Reliable, affordable: The economic case for scaling up clean energy portfolios

A study comparing clean energy portfolios and natural gas for electricity generation

Worldwide, the electricity sector is going through a profound shift as clean energy technologies become cheaper than conventional sources of energy, higher emissions plants retire, other assets reach end of life, and citizens demand less carbon-intensive sources of energy. As grid operators, policy makers and utilities consider how they respond to these trends, the key question facing them is: Can clean energy solutions deliver a reliable supply of electricity in an affordable manner?

Canada is facing this very question as it looks to complete a nationwide phase-out of coal-fired power by the end of December 2029, with Alberta, Saskatchewan, New Brunswick and Nova Scotia all retiring their conventional coal plants. For the most part, natural gas is considered to be the default replacement.

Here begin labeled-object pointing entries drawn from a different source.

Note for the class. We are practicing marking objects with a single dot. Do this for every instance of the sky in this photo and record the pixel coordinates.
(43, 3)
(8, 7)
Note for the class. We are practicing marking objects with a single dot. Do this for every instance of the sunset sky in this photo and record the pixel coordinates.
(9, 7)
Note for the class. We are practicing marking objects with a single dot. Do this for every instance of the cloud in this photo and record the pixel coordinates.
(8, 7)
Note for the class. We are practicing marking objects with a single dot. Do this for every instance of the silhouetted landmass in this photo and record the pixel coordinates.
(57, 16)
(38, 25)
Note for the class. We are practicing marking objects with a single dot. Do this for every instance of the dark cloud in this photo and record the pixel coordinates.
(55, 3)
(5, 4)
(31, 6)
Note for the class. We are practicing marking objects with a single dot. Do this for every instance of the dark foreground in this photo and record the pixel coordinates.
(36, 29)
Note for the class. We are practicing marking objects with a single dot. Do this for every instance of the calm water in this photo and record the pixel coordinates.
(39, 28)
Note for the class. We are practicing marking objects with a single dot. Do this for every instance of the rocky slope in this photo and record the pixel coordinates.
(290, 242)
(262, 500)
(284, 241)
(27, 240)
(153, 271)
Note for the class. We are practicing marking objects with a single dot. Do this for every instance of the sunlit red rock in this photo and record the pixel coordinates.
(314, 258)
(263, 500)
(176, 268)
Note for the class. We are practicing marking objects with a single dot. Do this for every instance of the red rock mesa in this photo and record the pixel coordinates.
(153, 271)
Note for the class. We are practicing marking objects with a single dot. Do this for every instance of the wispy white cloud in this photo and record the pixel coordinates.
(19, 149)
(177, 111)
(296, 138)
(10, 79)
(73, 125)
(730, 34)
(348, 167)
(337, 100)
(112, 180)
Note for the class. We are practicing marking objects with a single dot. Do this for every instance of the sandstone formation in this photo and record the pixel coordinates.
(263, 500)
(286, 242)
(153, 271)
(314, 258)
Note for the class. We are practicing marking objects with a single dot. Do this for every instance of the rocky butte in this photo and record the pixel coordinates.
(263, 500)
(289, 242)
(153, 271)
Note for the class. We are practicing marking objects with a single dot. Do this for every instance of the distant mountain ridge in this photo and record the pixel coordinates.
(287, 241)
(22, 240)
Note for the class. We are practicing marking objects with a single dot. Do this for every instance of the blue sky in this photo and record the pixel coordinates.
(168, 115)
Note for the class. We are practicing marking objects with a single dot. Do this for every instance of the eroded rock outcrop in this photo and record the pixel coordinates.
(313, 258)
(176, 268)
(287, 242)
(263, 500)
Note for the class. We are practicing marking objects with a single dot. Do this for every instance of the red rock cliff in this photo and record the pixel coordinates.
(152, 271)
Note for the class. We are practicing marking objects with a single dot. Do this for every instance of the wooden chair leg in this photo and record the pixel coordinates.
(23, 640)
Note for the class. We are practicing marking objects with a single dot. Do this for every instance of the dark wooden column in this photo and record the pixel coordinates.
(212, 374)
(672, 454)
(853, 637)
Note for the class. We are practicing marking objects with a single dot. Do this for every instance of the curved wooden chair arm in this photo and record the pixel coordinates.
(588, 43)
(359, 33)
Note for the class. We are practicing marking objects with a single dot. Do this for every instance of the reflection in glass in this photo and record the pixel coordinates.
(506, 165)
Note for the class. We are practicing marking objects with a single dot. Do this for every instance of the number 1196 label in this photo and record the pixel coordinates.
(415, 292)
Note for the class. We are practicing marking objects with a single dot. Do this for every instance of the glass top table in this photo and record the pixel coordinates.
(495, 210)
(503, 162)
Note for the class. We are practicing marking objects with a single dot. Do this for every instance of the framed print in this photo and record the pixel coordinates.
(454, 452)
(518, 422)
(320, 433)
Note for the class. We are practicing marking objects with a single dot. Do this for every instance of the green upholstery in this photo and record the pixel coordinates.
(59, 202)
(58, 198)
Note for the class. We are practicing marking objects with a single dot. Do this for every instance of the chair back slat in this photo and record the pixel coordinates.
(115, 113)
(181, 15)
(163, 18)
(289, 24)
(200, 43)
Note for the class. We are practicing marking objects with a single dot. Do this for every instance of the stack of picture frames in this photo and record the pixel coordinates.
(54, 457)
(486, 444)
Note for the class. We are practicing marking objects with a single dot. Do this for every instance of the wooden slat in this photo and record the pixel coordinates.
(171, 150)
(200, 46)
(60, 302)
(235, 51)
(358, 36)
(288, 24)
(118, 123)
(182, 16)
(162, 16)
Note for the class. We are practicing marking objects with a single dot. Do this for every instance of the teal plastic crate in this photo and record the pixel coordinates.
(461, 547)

In this study, we test the economic case for clean energy sources to meet this new demand, focussing on Alberta where uptake could be more challenging than anywhere else in Canada given the low cost of natural gas, yet opportune given the province’s abundant renewable energy resources. Our findings reveal that natural gas struggles to compete against clean energy portfolios. While gas plants may continue to play a role in Alberta’s electricity grid, non-emitting clean energy portfolios will reduce consumer costs, as well as climate and health impacts.